Continuing from this thread:
What are good algorithms for vehicle license plate detection?
I've developed my image manipulation techniques to emphasise the license plate as much as possible, and overall I'm happy with it, here are two samples.
Now comes the most difficult part, actually detecting the license plate. I know there are a few edge detection methods, but my maths is quite poor so I'm unable to translate some of the complex formulas into code.
My idea so far is to loop through every pixel within the image (for loop based on img width & height) From this compare each pixel against a list of colours, from this an algorithm is checked to see if the colors keep differentiating between the license plate white, and the black of the text. If this happens to be true these pixels are built into a new bitmap within memory, then an OCR scan is performed once this pattern has stopped being detected.
I'd appreciate some input on this as it might be a flawed idea, too slow or intensive.
Thanks
Your method of "see if the colors keep differentiating between the license plate white, and the black of the text" is basically searching for areas where the pixel intensity changes from black to white and vice-versa many times. Edge detection can accomplish essentially the same thing. However, implementing your own methods is still a good idea because you will learn a lot in the process. Heck, why not do both and compare the output of your method with that of some ready-made edge detection algorithm?
At some point you will want to have a binary image, say with black pixels corresponding to the "not-a-character" label, and white pixels corresponding to the "is-a-character" label. Perhaps the simplest way to do that is to use a thresholding function. But that will only work well if the characters have already been emphasized in some way.
As someone mentioned in your other thread, you can do that using the black hat operator, which results in something like this:
If you threshold the image above with, say, Otsu's method (which automatically determines a global threshold level), you get this:
There are several ways to clean that image. For instance, you can find the connected components and throw away those that are too small, too big, too wide or too tall to be a character:
Since the characters in your image are relatively large and fully connected this method works well.
Next, you could filter the remaining components based on the properties of the neighbors until you have the desired number of components (= number of characters). If you want to recognize the character, you could then calculate features for each character and input them to a classifier, which usually is built with supervised learning.
All the steps above are just one way to do it, of course.
By the way, I generated the images above using OpenCV + Python, which is a great combination for computer vision.
Colour, as much as looks good, will present quite some challenges with shading and light conditions. Depends really how much you want to make it robust but real world cases have to deal with such issues.
I have done research on road footage (see my profile page and look here for sample) and have found that the real-world road footage is extremely noisy in terms of light conditions and your colours can change from Brown to White for a yellow back-number-plate.
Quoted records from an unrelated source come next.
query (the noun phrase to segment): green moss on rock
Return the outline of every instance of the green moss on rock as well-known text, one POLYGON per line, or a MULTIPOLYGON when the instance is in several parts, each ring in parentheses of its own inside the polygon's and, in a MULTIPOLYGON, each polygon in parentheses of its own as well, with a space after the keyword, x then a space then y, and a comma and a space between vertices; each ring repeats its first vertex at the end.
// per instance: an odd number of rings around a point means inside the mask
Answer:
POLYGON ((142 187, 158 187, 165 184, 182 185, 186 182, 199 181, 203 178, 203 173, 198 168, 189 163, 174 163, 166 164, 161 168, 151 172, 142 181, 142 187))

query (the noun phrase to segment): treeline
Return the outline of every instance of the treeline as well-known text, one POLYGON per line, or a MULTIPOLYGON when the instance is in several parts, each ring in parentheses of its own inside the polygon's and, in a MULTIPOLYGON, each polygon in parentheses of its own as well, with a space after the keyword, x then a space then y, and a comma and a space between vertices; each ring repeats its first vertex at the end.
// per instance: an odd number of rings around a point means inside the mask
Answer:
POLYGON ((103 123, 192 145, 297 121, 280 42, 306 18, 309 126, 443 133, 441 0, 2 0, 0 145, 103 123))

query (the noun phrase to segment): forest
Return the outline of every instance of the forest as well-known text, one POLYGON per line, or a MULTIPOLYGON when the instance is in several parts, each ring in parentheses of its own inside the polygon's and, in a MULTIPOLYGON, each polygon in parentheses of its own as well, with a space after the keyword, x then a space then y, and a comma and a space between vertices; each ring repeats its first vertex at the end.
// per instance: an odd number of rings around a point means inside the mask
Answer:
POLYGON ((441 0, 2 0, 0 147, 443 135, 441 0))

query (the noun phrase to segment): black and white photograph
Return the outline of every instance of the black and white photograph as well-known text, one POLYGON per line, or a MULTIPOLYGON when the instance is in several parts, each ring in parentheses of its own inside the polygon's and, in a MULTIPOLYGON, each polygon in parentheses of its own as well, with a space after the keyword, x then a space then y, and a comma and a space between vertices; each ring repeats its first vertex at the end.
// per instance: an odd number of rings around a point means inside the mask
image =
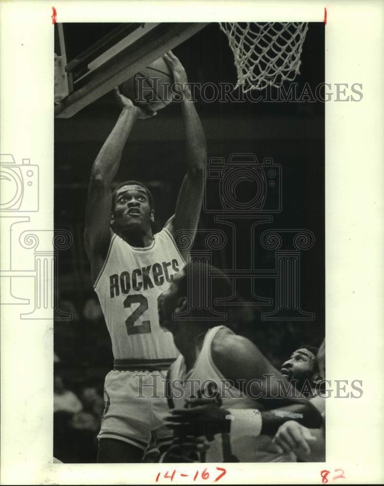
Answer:
POLYGON ((324 461, 324 23, 55 29, 55 457, 324 461))
POLYGON ((1 484, 383 479, 380 5, 1 6, 1 484))

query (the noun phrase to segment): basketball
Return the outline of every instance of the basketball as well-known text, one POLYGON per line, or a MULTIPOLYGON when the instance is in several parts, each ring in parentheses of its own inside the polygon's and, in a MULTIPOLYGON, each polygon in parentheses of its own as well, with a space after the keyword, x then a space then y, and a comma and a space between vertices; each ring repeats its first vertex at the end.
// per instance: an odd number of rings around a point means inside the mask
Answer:
POLYGON ((165 108, 172 101, 172 71, 160 57, 150 66, 141 69, 119 87, 120 93, 138 106, 145 108, 148 104, 155 110, 165 108))

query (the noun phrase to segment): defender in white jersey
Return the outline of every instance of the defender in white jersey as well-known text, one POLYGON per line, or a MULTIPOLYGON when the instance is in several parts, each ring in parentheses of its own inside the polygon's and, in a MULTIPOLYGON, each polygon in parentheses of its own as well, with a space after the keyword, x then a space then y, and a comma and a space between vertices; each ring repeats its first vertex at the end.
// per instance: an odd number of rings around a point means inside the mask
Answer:
MULTIPOLYGON (((172 332, 181 353, 168 373, 168 404, 175 409, 173 417, 168 420, 171 427, 184 436, 225 434, 230 430, 231 447, 228 436, 219 435, 207 452, 207 462, 232 462, 232 454, 242 462, 294 460, 289 454, 276 451, 271 436, 281 424, 292 418, 292 413, 296 414, 300 423, 313 428, 321 425, 321 417, 307 399, 282 393, 282 385, 284 389, 289 389, 288 382, 251 341, 236 335, 227 327, 202 320, 201 310, 190 308, 189 303, 195 299, 190 298, 193 289, 189 288, 188 283, 195 280, 209 282, 211 309, 215 309, 218 299, 231 295, 228 278, 222 274, 219 279, 218 275, 217 269, 209 265, 189 263, 159 299, 160 325, 172 332), (213 271, 215 277, 211 278, 209 276, 213 271), (200 276, 195 279, 193 276, 198 272, 200 276), (181 317, 178 318, 179 314, 181 317), (224 418, 228 410, 230 416, 236 417, 233 428, 237 431, 234 434, 231 420, 223 420, 213 404, 209 421, 199 420, 201 406, 183 408, 186 402, 191 403, 190 397, 196 397, 199 390, 203 396, 209 396, 210 382, 221 400, 224 418), (273 410, 276 408, 280 409, 277 414, 273 410), (247 414, 247 426, 241 430, 238 425, 241 414, 239 417, 236 412, 247 408, 254 412, 253 427, 250 426, 247 414), (263 435, 258 437, 260 433, 263 435)), ((199 290, 204 291, 203 289, 199 290)), ((241 307, 235 309, 241 309, 241 307)), ((217 310, 222 312, 223 309, 219 307, 217 310)), ((225 310, 228 322, 239 318, 238 310, 236 317, 231 308, 225 310)), ((193 401, 199 405, 199 399, 193 401)), ((203 403, 204 400, 201 401, 203 403)), ((252 421, 250 423, 252 426, 252 421)))
POLYGON ((156 114, 149 106, 146 111, 135 106, 117 89, 122 112, 93 164, 89 186, 84 242, 114 358, 114 369, 105 381, 99 462, 140 462, 154 431, 159 444, 170 435, 161 427, 166 401, 150 398, 148 390, 158 382, 161 386, 164 370, 178 354, 172 334, 159 326, 157 299, 185 264, 186 255, 179 251, 173 235, 183 229, 193 235, 197 227, 206 149, 185 70, 170 51, 164 58, 183 94, 187 174, 175 214, 154 235, 154 209, 148 189, 128 181, 111 192, 134 123, 156 114))

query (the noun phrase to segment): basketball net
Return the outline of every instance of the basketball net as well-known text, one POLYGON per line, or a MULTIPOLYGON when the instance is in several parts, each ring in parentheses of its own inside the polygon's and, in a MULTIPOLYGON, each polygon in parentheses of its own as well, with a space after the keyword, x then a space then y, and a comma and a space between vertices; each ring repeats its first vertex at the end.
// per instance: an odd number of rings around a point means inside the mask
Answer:
POLYGON ((220 22, 235 56, 235 87, 244 92, 280 87, 300 73, 308 22, 220 22))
Most algorithms use line detection and try to find a box with an aspect ratio within an acceptable range.
I suggest you do a literature review on the subject but this was achieved back in 1993 (if I remember correctly) so there will be thousands of articles.
This is quite a scientific domain so just an algorithm will not solve it and you will needs numerous pre/post processing steps.
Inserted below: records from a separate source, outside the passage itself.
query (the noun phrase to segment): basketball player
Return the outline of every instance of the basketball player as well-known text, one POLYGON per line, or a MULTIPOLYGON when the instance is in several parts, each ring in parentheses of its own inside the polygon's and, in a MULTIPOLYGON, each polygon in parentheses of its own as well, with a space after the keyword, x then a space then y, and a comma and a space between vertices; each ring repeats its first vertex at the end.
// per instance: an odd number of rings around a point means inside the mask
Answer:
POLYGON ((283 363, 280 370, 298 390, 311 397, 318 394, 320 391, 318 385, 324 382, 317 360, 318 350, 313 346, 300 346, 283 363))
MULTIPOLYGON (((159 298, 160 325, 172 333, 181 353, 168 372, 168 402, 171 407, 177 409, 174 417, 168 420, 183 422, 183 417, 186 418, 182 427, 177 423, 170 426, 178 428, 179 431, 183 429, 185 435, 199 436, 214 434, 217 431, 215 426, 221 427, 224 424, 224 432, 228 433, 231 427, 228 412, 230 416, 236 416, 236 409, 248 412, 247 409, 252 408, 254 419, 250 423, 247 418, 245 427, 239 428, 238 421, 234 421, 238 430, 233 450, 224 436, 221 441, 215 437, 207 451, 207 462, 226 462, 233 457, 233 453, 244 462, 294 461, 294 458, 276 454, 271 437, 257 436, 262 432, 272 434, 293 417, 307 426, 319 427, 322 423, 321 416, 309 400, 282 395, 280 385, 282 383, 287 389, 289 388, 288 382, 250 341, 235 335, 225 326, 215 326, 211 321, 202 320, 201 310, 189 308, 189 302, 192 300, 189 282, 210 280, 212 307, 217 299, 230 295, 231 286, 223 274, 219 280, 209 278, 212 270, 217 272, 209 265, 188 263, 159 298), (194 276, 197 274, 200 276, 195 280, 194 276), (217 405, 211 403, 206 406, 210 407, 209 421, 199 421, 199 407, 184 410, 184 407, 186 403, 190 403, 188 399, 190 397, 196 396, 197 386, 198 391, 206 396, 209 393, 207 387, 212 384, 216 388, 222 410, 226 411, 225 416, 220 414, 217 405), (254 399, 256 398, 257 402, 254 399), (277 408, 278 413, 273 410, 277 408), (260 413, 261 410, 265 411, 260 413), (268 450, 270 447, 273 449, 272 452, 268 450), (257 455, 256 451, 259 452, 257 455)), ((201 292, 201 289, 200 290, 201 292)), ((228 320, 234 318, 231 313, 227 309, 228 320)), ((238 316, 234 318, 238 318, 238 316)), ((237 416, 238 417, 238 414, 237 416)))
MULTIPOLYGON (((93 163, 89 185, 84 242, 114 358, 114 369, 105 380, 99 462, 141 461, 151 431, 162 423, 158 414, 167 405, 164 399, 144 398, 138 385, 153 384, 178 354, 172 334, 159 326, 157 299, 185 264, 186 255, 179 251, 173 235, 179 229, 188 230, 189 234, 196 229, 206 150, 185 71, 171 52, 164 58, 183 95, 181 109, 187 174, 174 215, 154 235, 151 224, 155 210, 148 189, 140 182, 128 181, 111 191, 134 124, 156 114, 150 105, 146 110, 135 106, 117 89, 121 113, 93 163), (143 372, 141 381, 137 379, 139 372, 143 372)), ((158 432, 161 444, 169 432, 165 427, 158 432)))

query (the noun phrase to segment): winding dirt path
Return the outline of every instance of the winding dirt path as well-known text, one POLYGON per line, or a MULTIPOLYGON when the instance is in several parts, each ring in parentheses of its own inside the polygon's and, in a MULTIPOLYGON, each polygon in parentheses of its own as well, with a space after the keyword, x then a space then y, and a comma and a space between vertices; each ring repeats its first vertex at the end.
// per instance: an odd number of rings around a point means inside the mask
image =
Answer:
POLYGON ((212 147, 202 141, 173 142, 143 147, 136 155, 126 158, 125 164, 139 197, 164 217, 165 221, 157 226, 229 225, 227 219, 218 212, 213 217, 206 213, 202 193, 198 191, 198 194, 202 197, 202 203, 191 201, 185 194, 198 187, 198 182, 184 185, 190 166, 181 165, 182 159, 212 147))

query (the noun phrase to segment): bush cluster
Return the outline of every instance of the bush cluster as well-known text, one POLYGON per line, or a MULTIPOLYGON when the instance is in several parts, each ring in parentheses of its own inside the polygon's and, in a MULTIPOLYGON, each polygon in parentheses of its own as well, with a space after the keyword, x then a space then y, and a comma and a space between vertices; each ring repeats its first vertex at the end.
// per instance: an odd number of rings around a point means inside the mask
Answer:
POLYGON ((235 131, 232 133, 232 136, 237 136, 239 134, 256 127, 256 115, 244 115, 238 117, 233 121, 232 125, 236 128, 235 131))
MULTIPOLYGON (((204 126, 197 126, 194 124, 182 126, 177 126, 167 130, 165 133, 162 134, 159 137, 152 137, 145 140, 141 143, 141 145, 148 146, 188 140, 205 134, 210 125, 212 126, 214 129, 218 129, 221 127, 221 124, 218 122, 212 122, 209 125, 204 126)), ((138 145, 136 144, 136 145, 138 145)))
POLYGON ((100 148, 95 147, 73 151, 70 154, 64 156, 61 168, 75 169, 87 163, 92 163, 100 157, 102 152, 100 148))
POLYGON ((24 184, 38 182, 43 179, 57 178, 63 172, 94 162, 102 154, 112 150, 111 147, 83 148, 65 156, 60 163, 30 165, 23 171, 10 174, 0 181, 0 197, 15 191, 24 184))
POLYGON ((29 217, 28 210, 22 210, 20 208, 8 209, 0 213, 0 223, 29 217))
In brief, my suggestion is to use Hough transform to find lines and then try to look for rectangles that could create acceptable aspect ratio.
Harris feature detection could provide important edges but if the car is light-coloured this will not work.
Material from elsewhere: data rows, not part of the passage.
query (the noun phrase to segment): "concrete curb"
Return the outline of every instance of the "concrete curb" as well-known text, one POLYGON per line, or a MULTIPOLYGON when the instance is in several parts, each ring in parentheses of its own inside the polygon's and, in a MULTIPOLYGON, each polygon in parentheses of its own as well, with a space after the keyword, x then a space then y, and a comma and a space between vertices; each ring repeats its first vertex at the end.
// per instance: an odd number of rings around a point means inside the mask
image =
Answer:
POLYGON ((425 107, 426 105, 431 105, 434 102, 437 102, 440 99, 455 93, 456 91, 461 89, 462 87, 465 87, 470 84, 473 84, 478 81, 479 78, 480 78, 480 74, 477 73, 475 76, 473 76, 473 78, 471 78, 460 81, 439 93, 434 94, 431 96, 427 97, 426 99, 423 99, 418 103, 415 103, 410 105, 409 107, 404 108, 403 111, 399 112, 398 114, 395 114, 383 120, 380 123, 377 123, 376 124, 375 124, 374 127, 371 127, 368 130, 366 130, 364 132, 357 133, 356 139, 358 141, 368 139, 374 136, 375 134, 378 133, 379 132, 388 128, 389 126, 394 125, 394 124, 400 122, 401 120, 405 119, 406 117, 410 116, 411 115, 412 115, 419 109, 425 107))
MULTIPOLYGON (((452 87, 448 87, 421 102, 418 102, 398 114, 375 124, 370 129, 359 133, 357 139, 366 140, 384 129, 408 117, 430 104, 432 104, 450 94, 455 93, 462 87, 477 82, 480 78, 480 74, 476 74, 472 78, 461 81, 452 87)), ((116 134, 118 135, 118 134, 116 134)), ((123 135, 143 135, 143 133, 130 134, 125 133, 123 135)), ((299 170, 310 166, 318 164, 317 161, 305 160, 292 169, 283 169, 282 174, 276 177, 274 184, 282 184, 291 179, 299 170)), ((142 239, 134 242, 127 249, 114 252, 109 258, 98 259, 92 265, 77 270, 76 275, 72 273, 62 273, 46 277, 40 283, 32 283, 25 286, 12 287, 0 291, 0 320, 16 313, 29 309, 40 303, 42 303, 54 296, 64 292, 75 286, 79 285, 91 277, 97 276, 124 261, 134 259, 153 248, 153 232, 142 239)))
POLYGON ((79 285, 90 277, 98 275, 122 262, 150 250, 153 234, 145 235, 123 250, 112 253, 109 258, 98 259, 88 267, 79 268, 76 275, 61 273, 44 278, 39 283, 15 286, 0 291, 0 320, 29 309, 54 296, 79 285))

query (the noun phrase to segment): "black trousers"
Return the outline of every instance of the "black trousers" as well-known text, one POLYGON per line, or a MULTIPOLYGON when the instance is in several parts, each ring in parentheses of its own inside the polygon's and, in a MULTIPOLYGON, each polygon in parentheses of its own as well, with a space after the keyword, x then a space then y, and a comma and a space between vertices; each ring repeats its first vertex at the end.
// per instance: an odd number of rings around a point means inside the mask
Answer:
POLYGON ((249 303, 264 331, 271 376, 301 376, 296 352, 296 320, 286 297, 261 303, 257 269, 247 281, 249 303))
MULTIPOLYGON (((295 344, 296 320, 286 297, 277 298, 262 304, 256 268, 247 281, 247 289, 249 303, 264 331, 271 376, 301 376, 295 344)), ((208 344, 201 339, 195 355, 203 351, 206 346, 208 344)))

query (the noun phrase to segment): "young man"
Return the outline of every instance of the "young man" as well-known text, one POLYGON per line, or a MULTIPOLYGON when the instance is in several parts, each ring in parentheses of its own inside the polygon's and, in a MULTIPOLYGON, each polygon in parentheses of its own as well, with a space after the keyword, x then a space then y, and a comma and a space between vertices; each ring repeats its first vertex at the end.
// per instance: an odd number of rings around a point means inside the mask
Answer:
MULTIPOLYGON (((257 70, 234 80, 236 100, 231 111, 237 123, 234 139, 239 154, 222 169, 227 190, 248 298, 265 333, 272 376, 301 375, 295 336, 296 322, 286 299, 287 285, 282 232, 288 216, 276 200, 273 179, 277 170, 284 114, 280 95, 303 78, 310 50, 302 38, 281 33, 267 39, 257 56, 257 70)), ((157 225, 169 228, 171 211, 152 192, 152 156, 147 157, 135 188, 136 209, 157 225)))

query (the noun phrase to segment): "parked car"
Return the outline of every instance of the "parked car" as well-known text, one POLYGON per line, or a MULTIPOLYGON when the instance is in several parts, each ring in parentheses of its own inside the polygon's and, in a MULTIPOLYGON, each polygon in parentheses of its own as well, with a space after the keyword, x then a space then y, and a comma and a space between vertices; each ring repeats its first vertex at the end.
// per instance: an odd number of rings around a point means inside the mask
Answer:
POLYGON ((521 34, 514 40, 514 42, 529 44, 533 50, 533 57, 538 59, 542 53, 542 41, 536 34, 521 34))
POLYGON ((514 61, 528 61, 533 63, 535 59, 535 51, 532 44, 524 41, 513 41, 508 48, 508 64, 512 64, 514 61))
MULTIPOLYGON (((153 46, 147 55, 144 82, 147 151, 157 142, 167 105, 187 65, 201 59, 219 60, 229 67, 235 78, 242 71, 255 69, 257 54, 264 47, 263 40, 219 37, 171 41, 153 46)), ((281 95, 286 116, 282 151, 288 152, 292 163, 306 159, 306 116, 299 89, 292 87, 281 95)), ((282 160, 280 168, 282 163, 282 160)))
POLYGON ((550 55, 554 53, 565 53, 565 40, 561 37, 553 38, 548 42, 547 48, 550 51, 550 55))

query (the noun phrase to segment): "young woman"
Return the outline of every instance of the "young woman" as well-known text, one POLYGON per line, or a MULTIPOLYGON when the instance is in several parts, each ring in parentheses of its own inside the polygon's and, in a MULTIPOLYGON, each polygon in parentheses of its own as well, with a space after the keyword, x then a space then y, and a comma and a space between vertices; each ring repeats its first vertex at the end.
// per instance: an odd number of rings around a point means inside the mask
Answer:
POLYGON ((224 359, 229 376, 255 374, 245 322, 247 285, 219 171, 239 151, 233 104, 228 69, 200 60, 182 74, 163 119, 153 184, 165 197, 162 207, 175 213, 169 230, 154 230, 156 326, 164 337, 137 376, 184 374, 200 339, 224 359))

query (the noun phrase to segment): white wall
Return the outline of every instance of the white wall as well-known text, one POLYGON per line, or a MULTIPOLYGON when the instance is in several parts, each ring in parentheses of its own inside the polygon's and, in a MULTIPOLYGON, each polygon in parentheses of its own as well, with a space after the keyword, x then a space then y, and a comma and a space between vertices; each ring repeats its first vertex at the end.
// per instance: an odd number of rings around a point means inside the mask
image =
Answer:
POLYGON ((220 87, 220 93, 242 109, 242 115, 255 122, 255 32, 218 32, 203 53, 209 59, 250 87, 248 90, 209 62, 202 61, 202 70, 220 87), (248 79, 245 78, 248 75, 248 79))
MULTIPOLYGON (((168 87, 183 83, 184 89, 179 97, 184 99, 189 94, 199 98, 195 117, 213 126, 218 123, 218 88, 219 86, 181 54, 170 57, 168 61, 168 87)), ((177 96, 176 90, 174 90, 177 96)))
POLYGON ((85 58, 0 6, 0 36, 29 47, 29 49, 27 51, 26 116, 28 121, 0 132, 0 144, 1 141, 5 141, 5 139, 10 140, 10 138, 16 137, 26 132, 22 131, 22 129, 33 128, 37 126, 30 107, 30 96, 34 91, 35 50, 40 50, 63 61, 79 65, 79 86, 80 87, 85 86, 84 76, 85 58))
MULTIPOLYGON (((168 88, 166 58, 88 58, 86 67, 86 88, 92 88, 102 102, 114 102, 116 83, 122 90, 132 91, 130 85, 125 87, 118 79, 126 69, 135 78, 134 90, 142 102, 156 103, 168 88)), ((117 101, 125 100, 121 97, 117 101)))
If you have a lot of samples, you could try to check face detection method developed by Paul Viola and Michael Jones. It's good for face detection, maybe it'll do fine with license plate detection (especially if combined with some other method)
Related
I am interested in analyzing a scanned document, a form, and I want to be able to detect if someone has checked or filled in a check box in various places in the form (similar to perhaps a scantron), and maybe capture the image of a signature and such.
Since these check boxes will be at known locations it seems I might could ask for a few pixels at (x,y) and average them if its darker than N threshold then its checked. However, I imagine that scanning in could introduce a large shift in the actual position, relative to the edge of the image.
As it is clear I am a newbie in this area, does a framework exist (open source, or commercial) or any patterns or examples anyone could point me to, to start down this path. (Or might this be impossible to do in .net, and I should start looking into managed application?)
This is referred to as ICR (Intelligent Character Recognition).
It is an established field. ICR does edge detection as a skewed scan is common.
You can try and do it yourself but there is a lot to it.
Leadtools is not free and I don't work for them
But this is a good example of ICR as a tool (SDK)
LEADTOOLS ICR SDK
If you have the documents in paper another option is to take them to a commercial scan vendor.
They will have software designed for ICR.
They also have high end scanners meant to work with the ICR.
I'm not familiar with .NET image processing, but I know image processing in general. So I'll give you the theory, and references to OpenCV.
To accommodate for skewing of the image, look into Fourier transforms, and Hough Transforms and Hough Lines. What you'd basically want to do is to run the fourier transform, then turn the results into a BW image. Find the strongest lines for HoughLines, and then keep the longest of them. This line will be one of the axis lines, in my experimentation, it was usually the vertical axis. Find the angle of deviation from a straight vertical line, and then (depending on the particular rotation algorithm) rotate the image by the negative of this amount.
If the rotation algorithm fills in with 0's (or with a white that's too far off the color of the image) you can crop the image using angle found earlier to calculate the deviation (This is where all that trig you learned in school comes in handy).
Then find the bounding box that encloses the text on the page and crop down to that. When checking to see if a box is checked or not, you'll want to look in areas, probably about 5-10 pixels larger than than the size of the checkbox depending on resolution, to get checkbox ROI.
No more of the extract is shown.